La ansiedad y la tristeza entre los jóvenes parecen haberse vuelto casi parte del paisaje cotidiano. Sin embargo, un estudio reciente aporta un dato interesante: los mundos digitales y la nostalgia animada podrían ser aliados inesperados para mejorar el bienestar.
Zelda y Totoro como terapia encubierta
El experimento, realizado con más de 500 estudiantes de posgrado, analizó cómo influye jugar a títulos de mundo abierto —como The Legend of Zelda: Breath of the Wild— y cómo repercute la nostalgia provocada por películas de Studio Ghibli, como Mi vecino Totoro o Kiki: Entregas a domicilio.
Los resultados fueron contundentes:
- Jugar a un mundo abierto incrementó significativamente la felicidad en comparación con no hacerlo.
- El efecto fue aún más fuerte cuando se sumaba la experiencia nostálgica de ver Ghibli.
En números fríos: los jugadores que además se sumergieron en recuerdos animados reportaron niveles de felicidad casi dos puntos más altos que quienes no lo hicieron.
Explorar, calmarse y encontrar propósito
El estudio identificó cuatro mediadores clave:
- Exploración: los mundos abiertos despiertan curiosidad y libertad.
- Calma: tanto Ghibli como Zelda transmiten serenidad en medio del caos cotidiano.
- Maestría y habilidad: resolver desafíos en un juego refuerza la autoconfianza.
- Propósito y significado: la narrativa y la estética invitan a reflexionar sobre la vida.
Es decir, no se trata solo de “jugar por jugar” o de mirar dibujitos para evadir la realidad, sino de experiencias que estructuran emociones y dan sentido.
Entre la evasión y la construcción de bienestar
Un punto interesante es la tensión entre escape y construcción de sentido. Los críticos suelen ver los videojuegos o el cine animado como distracciones banales, pero los datos sugieren lo contrario: pueden actuar como catalizadores emocionales y espacios de crecimiento personal.

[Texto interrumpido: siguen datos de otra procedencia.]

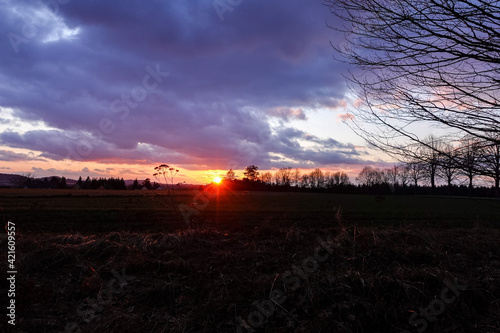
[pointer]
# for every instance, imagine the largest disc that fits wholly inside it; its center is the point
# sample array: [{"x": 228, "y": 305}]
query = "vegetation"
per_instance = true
[
  {"x": 122, "y": 261},
  {"x": 422, "y": 63}
]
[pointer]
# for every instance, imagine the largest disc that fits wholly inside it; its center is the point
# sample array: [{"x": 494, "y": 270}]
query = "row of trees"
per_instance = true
[
  {"x": 107, "y": 183},
  {"x": 437, "y": 159},
  {"x": 287, "y": 177},
  {"x": 432, "y": 64}
]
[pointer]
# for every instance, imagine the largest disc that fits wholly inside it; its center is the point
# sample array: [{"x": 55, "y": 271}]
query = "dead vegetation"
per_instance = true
[{"x": 209, "y": 280}]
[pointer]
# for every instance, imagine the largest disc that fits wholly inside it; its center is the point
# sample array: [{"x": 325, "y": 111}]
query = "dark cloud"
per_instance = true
[
  {"x": 7, "y": 155},
  {"x": 95, "y": 72}
]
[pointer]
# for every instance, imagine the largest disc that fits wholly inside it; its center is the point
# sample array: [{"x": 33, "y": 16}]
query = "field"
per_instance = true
[{"x": 123, "y": 261}]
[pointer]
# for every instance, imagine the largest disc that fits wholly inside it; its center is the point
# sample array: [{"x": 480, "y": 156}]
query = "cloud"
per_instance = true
[
  {"x": 93, "y": 74},
  {"x": 346, "y": 116},
  {"x": 7, "y": 155}
]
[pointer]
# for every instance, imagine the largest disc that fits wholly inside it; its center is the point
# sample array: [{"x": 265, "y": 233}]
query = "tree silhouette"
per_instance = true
[
  {"x": 251, "y": 173},
  {"x": 230, "y": 176},
  {"x": 434, "y": 63}
]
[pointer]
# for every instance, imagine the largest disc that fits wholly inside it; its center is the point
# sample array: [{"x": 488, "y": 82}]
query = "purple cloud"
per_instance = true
[{"x": 96, "y": 74}]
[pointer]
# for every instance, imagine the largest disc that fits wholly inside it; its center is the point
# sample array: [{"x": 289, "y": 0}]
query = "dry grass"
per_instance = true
[{"x": 202, "y": 280}]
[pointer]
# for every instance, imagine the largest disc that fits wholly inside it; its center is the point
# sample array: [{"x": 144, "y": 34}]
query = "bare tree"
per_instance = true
[
  {"x": 491, "y": 160},
  {"x": 283, "y": 176},
  {"x": 448, "y": 166},
  {"x": 369, "y": 176},
  {"x": 415, "y": 171},
  {"x": 469, "y": 154},
  {"x": 430, "y": 154},
  {"x": 230, "y": 176},
  {"x": 422, "y": 62},
  {"x": 251, "y": 172},
  {"x": 317, "y": 178},
  {"x": 266, "y": 178},
  {"x": 296, "y": 177}
]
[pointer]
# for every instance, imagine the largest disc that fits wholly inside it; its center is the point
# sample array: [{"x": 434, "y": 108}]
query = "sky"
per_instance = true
[{"x": 107, "y": 88}]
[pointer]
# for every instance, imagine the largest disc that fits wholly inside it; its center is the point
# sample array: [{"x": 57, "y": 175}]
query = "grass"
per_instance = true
[{"x": 124, "y": 261}]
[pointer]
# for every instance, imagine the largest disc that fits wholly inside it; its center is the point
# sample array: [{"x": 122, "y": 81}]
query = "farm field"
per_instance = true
[{"x": 123, "y": 261}]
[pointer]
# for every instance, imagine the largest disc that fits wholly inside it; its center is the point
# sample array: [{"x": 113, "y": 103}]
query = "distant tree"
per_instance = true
[
  {"x": 305, "y": 181},
  {"x": 416, "y": 171},
  {"x": 62, "y": 184},
  {"x": 317, "y": 178},
  {"x": 430, "y": 153},
  {"x": 251, "y": 172},
  {"x": 296, "y": 177},
  {"x": 88, "y": 183},
  {"x": 469, "y": 158},
  {"x": 490, "y": 161},
  {"x": 283, "y": 176},
  {"x": 369, "y": 176},
  {"x": 147, "y": 183},
  {"x": 403, "y": 175},
  {"x": 266, "y": 178},
  {"x": 341, "y": 178},
  {"x": 167, "y": 173},
  {"x": 448, "y": 170},
  {"x": 433, "y": 63},
  {"x": 230, "y": 176}
]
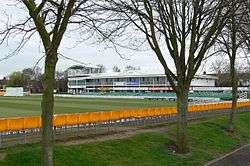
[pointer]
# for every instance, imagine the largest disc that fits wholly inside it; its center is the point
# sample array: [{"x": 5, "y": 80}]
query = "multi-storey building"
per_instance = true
[{"x": 89, "y": 79}]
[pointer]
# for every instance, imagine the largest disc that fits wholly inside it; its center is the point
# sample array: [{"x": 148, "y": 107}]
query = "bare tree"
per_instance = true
[
  {"x": 230, "y": 41},
  {"x": 183, "y": 30},
  {"x": 50, "y": 19},
  {"x": 116, "y": 69}
]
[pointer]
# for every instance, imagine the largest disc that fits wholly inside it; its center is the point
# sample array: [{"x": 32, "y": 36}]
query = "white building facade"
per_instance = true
[{"x": 90, "y": 80}]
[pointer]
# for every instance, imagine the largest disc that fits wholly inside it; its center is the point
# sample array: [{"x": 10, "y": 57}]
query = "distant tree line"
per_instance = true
[{"x": 31, "y": 80}]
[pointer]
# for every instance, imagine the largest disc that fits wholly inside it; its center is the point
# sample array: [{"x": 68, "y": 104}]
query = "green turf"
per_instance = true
[
  {"x": 30, "y": 105},
  {"x": 207, "y": 139}
]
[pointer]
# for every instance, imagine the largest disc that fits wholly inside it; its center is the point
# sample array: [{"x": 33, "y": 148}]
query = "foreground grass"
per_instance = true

Claro que no alcanza con encerrarse en Hyrule o perderse en el bosque junto a Totoro para resolver la vida, pero sí parece que estos mundos ficcionales abren puertas hacia la calma y la motivación que en el día a día escasean.
📌 En conclusión: la próxima vez que alguien te diga que jugar Zelda o mirar un clásico de Ghibli es “perder el tiempo”, podés responder con datos en mano: estás cultivando exploración, calma, propósito y, de paso, un poco más de felicidad.